Sotto la sua direzione, Ancip ha intensificato il dialogo con le istituzioni e il mondo imprenditoriale assumendo un ruolo centrale nel cluster marittimo-portuale nazionale. Quali sono le principali priorità che avete individuato per sostenere il comparto in questo momento di transizione? In che modo Ancip si sta preparando per affrontare le sfide poste dalla futura riforma portuale?

«Ancip è attualmente l’associazione più rappresentativa dei porti italiani, compreso quello di Civitavecchia. Siamo gli unici, infatti, ad avere tutte le tipologie di imprese operanti nei porti, dalle imprese ai terminal portuali, dai somministratori di manodopera temporanea fino alle società di servizi di interesse economico generale. Ma il merito parte da lontano ed è delle imprese e delle donne e degli uomini di Ancip. Le priorità che abbiamo sono l’innovazione, la concretizzazione e l’evoluzione: tre aspetti strategici. L’evoluzione del comparto portuale non può avvenire solo attraverso le infrastrutture materiali e immateriali, dimenticando l’elemento strategico, l’asset più importante, quali le imprese e gli operatori delle stesse. La logistica portuale del futuro, anzi ormai presente, deve necessariamente transitare attraverso la valorizzazione, il potenziamento e l’evoluzione, appunto, del lavoro portuale. Partendo da questi assunti, tutte le nostre tipologie di aziende associate hanno realmente necessità di un grande programma straordinario di rilancio del lavoro in ottica presente e futura: da una parte la formazione e il potenziamento delle competenze, soprattutto digitali, degli operatori che deve necessariamente comprendere, come detto, la conoscenza dell’intelligenza artificiale, della realtà aumentata e dell’automazione. Dall’altra l’accompagnamento anticipato alla quiescenza degli operatori portuali per consentire un costante ricambio generazionale strumentale all’efficienza dell’intero sistema portuale nazionale. Inoltre stiamo ultimando il nostro position paper circa la Riforma portuale che conterrà, tra le altre, le nostre proposte che ho esposto in audizione in Parlamento e al Cipom circa l’evoluzione armonica del sistema portuale».

Proprio la riforma portuale rappresenta un tema cruciale per il futuro del settore. Quali sono gli aspetti della riforma che potrebbero avere il maggiore impatto sui porti italiani, quali le necessità non più rinviabili e quali le sfide dalle quali l’Italia non può tirarsi indietro?

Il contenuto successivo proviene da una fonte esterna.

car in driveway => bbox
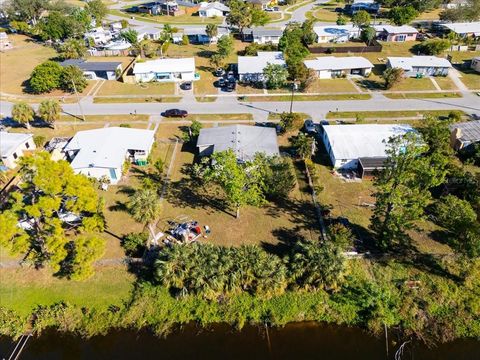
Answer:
[180,81,192,90]
[303,119,317,133]
[160,109,188,117]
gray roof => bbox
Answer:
[197,125,279,161]
[450,120,480,142]
[60,59,122,71]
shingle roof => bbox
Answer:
[197,125,279,161]
[450,120,480,142]
[60,59,122,71]
[0,131,33,157]
[323,124,413,159]
[65,127,155,169]
[304,56,373,71]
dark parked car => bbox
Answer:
[213,68,225,77]
[180,81,192,90]
[161,109,188,117]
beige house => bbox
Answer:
[0,131,35,169]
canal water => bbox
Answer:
[0,323,480,360]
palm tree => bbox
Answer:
[127,189,162,240]
[205,24,218,45]
[38,99,62,129]
[12,101,35,129]
[293,133,313,159]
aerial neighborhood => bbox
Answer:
[0,0,480,359]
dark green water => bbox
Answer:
[0,323,480,360]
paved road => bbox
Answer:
[0,94,480,121]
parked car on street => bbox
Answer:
[160,109,188,117]
[303,119,317,133]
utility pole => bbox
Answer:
[70,79,86,121]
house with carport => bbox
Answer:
[303,56,373,79]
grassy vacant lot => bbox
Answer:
[0,35,57,94]
[0,266,134,315]
[385,92,462,99]
[97,81,175,96]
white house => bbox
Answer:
[60,59,122,80]
[0,131,35,169]
[303,56,373,79]
[373,25,418,42]
[238,51,286,82]
[133,57,199,83]
[313,24,361,43]
[321,124,413,170]
[198,1,230,17]
[85,27,113,46]
[442,21,480,37]
[387,56,452,77]
[64,127,155,184]
[243,28,283,45]
[197,125,279,162]
[470,56,480,72]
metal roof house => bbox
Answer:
[238,51,286,83]
[197,125,280,162]
[303,56,373,79]
[60,59,122,80]
[0,131,35,169]
[387,56,452,77]
[450,120,480,150]
[320,124,413,170]
[133,57,198,83]
[64,127,155,184]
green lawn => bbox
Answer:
[385,92,462,99]
[0,266,134,315]
[97,81,175,96]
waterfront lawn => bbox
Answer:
[0,266,135,315]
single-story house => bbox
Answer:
[0,31,13,51]
[313,24,361,43]
[60,59,122,80]
[243,28,283,45]
[320,124,413,170]
[470,56,480,72]
[387,56,452,77]
[303,56,373,79]
[442,21,480,37]
[450,120,480,151]
[85,27,113,46]
[374,25,418,42]
[0,131,35,169]
[197,125,280,162]
[198,1,230,17]
[184,26,230,44]
[238,51,286,83]
[64,127,155,184]
[245,0,277,10]
[133,57,198,83]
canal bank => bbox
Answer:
[0,322,480,360]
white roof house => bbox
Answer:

«Mi preme innanzitutto evidenziare che gli “eventuali” ritardi della portualità italiana non dipendono assolutamente dalle imprese e dai lavoratori, anzi ne sono l’eccellenza. Fatta questa doverosa premessa e vista l’imminente discussione istituzionale circa la riforma dei porti, ribadisco ciò che ho già esposto nelle varie audizioni. Qualora il legislatore intenda perseguire questo percorso di riforma, abbiamo necessità di un sistema portuale nazionale organico con una forte e autorevole regia e governance centrale e con visione comune di ampio respiro. Che sappia individuare le infrastrutture realmente necessarie e sostenibilmente evolutive e tutelare la naturale diversificazione commerciale dei porti. Che abbia forza per dialogare, anche tramite acquisizioni all’estero, con i big player mondiali dei trasporti e della logistica, mantenendo al contempo il potere regolatorio del mercato portuale. Dobbiamo pensare a ciò che sarà e non a ciò che è: cominciare a traguardare la nostra visione da una condizione attuale contestualizzata esclusivamente nel carico/scarico della merce e transito passeggeri, ad una visione più olistica. Questo non vuol dire far venir meno l’essenza stessa di un porto quale snodo strategico di transito di merci e passeggeri, ma avere la consapevolezza di quanto questo settore non possa più essere separato a comparti da quello tecnologico, da quello energetico e da quello dell’innovazione. Una delle più grandi sfide dovrebbe essere quella di non concepire, e prevedere cioè, il sistema portuale come una mera sintesi e sommatoria di interessi e visioni particolari. I porti, infatti, diventeranno degli ecosistemi, globalmente integrati, in cui poter svolgere molteplici attività interconnesse all’ intermodalità, alla sostenibilità ambientale, alla transizione digitale, all’intelligenza artificiale e, non da ultimo, all’economicità».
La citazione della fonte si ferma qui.